I left home safely with the snow dwindling to flurries before I even near Bartlesville making my speedy exit from home entirely unnecessary. However, it did make me think.
I have moved in to college, almost without fail, while being pelted by raindrops. It had become habit and almost nostalgic. But this time, my last time, I got snow.
I reached OKWU (Oklahoma Wesleyan University, if I haven’t mentioned that and you don’t already know where I go to school) and as I drove to my parking place and glanced around the campus with a white sheet forming on top of it, I had to smile to myself.
It was almost like the snow, or almost like God, was saying, “Here you go; here is something special.

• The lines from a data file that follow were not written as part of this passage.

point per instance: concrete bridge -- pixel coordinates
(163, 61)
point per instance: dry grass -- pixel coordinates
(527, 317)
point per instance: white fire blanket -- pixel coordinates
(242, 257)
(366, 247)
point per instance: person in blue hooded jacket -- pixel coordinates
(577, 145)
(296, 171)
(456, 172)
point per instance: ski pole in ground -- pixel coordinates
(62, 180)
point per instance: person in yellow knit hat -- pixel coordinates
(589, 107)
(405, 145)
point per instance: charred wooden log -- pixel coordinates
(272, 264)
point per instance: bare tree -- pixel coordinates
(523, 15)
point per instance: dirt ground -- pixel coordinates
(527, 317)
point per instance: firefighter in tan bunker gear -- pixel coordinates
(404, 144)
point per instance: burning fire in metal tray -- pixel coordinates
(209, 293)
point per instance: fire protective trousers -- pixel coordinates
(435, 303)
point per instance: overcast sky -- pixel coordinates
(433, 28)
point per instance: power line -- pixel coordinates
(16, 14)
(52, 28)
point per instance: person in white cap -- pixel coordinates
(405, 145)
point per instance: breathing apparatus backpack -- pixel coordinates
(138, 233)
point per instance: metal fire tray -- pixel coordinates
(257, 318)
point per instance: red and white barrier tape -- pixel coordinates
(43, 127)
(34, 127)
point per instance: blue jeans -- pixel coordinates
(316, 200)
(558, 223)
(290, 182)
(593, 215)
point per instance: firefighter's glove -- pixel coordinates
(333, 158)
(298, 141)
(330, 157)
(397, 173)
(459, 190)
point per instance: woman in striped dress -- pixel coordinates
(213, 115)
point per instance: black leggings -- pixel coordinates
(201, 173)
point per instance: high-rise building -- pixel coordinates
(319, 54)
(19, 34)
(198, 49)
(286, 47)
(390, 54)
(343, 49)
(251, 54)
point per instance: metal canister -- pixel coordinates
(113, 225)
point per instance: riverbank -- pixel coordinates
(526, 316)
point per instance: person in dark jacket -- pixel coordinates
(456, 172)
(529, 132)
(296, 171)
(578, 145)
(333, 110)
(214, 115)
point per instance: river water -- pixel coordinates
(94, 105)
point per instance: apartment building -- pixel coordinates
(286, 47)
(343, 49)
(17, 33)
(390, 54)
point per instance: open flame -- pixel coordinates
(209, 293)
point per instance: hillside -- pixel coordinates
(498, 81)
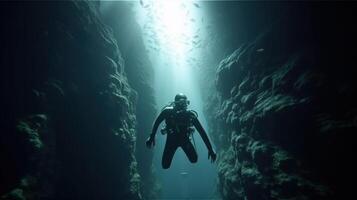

Here is a little piece of tradition with some added wonder for your last semester.”
To me, it was a promise that the wonderful times I had experience in those semesters marked by rainy beginnings are going to be even better and more wonderful this time.
It was a reminder to savor the silly moment and even the ones that frustrate me to no end. I mean, if you think about it, snow and rain are a pain. They make it hard to drive, for this Oklahoma girl anyway. They make it hard to unload stuff or be outside. They make everything wet and soggy or frozen and slippery, but both are what make life happen. They make things grow and thrive and live.
So this semester, with an extra special form of precipitation on the ground, I am reminded to savor every moment and know that life keeps happening and that it will be good, soggy laundry or not.